Liputan6.com, Washington, D.C - Dalam waktu delapan tahun sejak Presiden AS George W. Bush naik helikopter Korps Marinir yang akan membawa ia dan istrinya Laura pergi dari U.S. Capitol setelah pelantikan Presiden Barack Obama, ia sangat jarang menengok ke belakang. Dan selama itu, ia selalu menghindari sorotan media.
Bush mengatakan hal itu "disengaja."
Baca Juga
"Saya tidak mau meremehkan presiden-presiden kita," katanya kepada VOA News yang dikutip Jumat (9/3/2017), dalam wawancara baru-baru ini di Perpustakaan dan Museum Kepresidenan George W. Bush di kampus Southern Methodist University di Dallas, Texas.
Advertisement
"Saya tidak ingin meremehkan Presiden Obama dan saya tidak ingin meremehkan Presiden Trump," jelasnya.
Hal itu tidak menghalangi para pendukung dan sahabatnya untuk mendorongnya bersuara mengenai isu-isu yang mendominasi berita-berita utama nasional.
"Yang menarik adalah, ketika Presiden Obama menjabat, orang-orang dari Texas akan mengatakan kepada saya, 'Anda harus bersuara.' Sekarang ketika Presiden Trump menjadi presiden, orang-orang dari pesisir mengatakan kepada saya, 'Anda harus bersuara'."
Dan kadang-kadang ia melakukannya, seperti saat ia muncul dalam acara "Today" di stasiun NBC dan berkomentar mengenai sebutan Trump kepada beberapa organisasi media sebagai "musuh rakyat Amerika."
"Saya berbicara kepada pers bebas dan orang-orang berkata, 'Anda mengkritik Presiden Trump.' Tidak sama sekali," jelasnya.
"Saya meyakini Konstitusi, yang menyebutkan kebebasan beragama, kebebasan pers dan saya pembela itu semua. Saya sangat paham bahwa kekuasaan itu bisa membuat ketagihan dan kekuasaan bisa korosif, jadi suara independen membuat orang-orang seperti saya sadar dan saya kira itu penting."

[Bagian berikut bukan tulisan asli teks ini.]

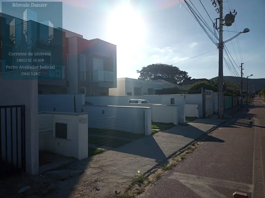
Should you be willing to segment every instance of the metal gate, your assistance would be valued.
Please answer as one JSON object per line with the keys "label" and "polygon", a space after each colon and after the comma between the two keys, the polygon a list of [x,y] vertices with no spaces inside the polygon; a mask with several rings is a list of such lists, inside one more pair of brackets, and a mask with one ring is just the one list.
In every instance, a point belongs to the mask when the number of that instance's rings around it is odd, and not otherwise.
{"label": "metal gate", "polygon": [[205,90],[205,115],[207,117],[213,113],[212,91]]}
{"label": "metal gate", "polygon": [[218,93],[215,92],[214,108],[215,112],[218,112]]}
{"label": "metal gate", "polygon": [[0,106],[0,160],[24,171],[25,130],[24,105]]}

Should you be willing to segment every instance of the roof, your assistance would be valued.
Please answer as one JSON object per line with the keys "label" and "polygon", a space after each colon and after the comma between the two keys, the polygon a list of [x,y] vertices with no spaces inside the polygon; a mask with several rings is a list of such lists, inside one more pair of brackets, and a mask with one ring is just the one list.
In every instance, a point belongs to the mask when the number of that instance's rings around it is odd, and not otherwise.
{"label": "roof", "polygon": [[169,82],[168,81],[165,80],[162,80],[160,79],[159,80],[152,80],[155,82],[158,83],[164,83],[164,88],[168,89],[168,88],[173,88],[174,87],[178,87],[181,89],[182,90],[186,90],[186,88],[182,87],[180,85],[179,85],[177,84]]}
{"label": "roof", "polygon": [[198,79],[196,79],[195,78],[193,78],[193,79],[191,79],[191,80],[188,80],[188,81],[186,81],[185,82],[183,82],[181,83],[181,84],[182,85],[187,85],[189,84],[194,84],[194,83],[196,83],[197,82],[199,81],[209,81],[209,80],[208,79],[206,79],[206,78],[199,78]]}

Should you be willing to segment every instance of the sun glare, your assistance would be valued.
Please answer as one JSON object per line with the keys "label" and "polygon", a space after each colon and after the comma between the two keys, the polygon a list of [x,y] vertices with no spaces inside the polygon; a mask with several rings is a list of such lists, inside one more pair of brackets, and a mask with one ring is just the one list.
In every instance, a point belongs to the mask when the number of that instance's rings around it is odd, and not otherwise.
{"label": "sun glare", "polygon": [[127,3],[113,11],[108,19],[106,34],[112,42],[134,48],[144,41],[146,27],[139,13]]}

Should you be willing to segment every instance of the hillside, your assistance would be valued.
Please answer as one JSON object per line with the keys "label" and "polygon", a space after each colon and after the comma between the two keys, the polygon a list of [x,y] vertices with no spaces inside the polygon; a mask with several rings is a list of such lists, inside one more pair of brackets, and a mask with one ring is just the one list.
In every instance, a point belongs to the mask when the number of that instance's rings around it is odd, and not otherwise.
{"label": "hillside", "polygon": [[[218,77],[213,78],[211,80],[215,81],[215,80]],[[225,80],[231,81],[236,83],[240,83],[241,78],[240,77],[232,76],[224,76],[224,80]],[[250,77],[251,78],[251,77]],[[254,90],[256,91],[259,91],[263,88],[265,88],[265,78],[249,78],[248,84],[249,86],[254,85],[251,88],[254,88]],[[243,78],[243,89],[245,90],[247,86],[247,78]]]}

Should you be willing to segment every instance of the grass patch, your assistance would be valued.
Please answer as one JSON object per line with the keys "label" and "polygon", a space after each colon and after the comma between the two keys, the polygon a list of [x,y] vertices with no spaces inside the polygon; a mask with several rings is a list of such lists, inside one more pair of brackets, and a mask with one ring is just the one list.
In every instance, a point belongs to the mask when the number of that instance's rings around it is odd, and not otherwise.
{"label": "grass patch", "polygon": [[163,174],[162,172],[156,172],[154,173],[154,178],[156,180],[158,180],[162,177]]}
{"label": "grass patch", "polygon": [[179,156],[182,160],[185,159],[185,155],[183,154],[180,154]]}
{"label": "grass patch", "polygon": [[100,149],[95,149],[93,148],[88,147],[88,156],[93,156],[102,153],[104,150]]}
{"label": "grass patch", "polygon": [[132,185],[137,184],[140,187],[142,186],[145,183],[145,182],[148,182],[149,179],[142,175],[139,175],[133,180],[131,182]]}
{"label": "grass patch", "polygon": [[169,123],[166,123],[165,122],[152,122],[152,124],[154,125],[164,125],[165,126],[174,126],[175,125],[173,122],[170,122]]}
{"label": "grass patch", "polygon": [[92,137],[89,136],[88,143],[97,144],[100,146],[107,146],[113,148],[118,148],[131,142],[131,141],[117,140],[105,137]]}
{"label": "grass patch", "polygon": [[164,131],[171,128],[173,126],[155,125],[152,125],[153,129],[159,129],[160,131]]}
{"label": "grass patch", "polygon": [[162,167],[162,169],[164,171],[168,171],[172,169],[176,166],[176,164],[174,162],[171,162],[164,164]]}
{"label": "grass patch", "polygon": [[156,130],[155,129],[152,129],[152,134],[154,134],[155,133],[156,133],[158,132],[159,132],[159,131],[158,130]]}
{"label": "grass patch", "polygon": [[144,134],[133,133],[120,130],[98,128],[88,128],[88,133],[102,134],[105,136],[113,135],[135,140],[140,139],[145,136]]}
{"label": "grass patch", "polygon": [[190,122],[197,119],[198,119],[198,118],[197,117],[189,117],[186,116],[186,123]]}

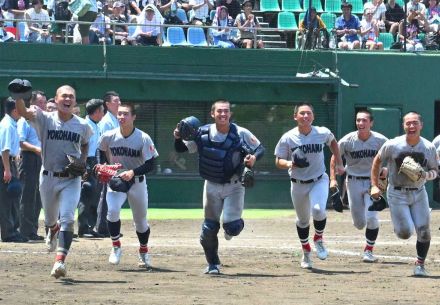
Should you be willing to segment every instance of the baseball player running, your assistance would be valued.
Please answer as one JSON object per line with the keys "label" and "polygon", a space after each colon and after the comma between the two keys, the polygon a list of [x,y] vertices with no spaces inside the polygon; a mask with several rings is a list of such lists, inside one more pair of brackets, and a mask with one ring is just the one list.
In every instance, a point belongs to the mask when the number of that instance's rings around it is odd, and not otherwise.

Bush mengaku ia sulit menghadapi karakterisasi yang kadang ditampilkan di media pada masa jabatannya. "Ada karikatur yang berkembang. Orang-orang dulu mengira saya tidak bisa membaca dan saya telah menulis dua buku yang laris dan sekarang buku ketiga," ujarnya.
​Buku terbarunya, ​Portraits of Courage: A Commander-in-Chief's Tribute to America's Warriors, menampilkan 98 lukisan yang ia buat sebagai penghormatan kepada para veteran yang terluka, yang ia temui ketika berupaya menarik perhatian pada tantangan-tantangan yang dihadapi para veteran laki-laki dan perempuan saat menjalani transisi untuk menjadi warga sipil.
"Saya yakin akan ada kritikus seni yang mengatakan pria ini bukan pelukis yang terlalu bagus, biar saja," ujarnya. "Tujuan saya bukan untuk disebut sebagai pelukis bagus. Tujuan saya adalah untuk menarik perhatian pada para veteran dan jika ada yang mengkritik sisi seninya, setidaknya mereka memperhatikan para veteran."
Meskipun banyak cercaan dari media, Bush mengatakan ia tidak punya penyesalan.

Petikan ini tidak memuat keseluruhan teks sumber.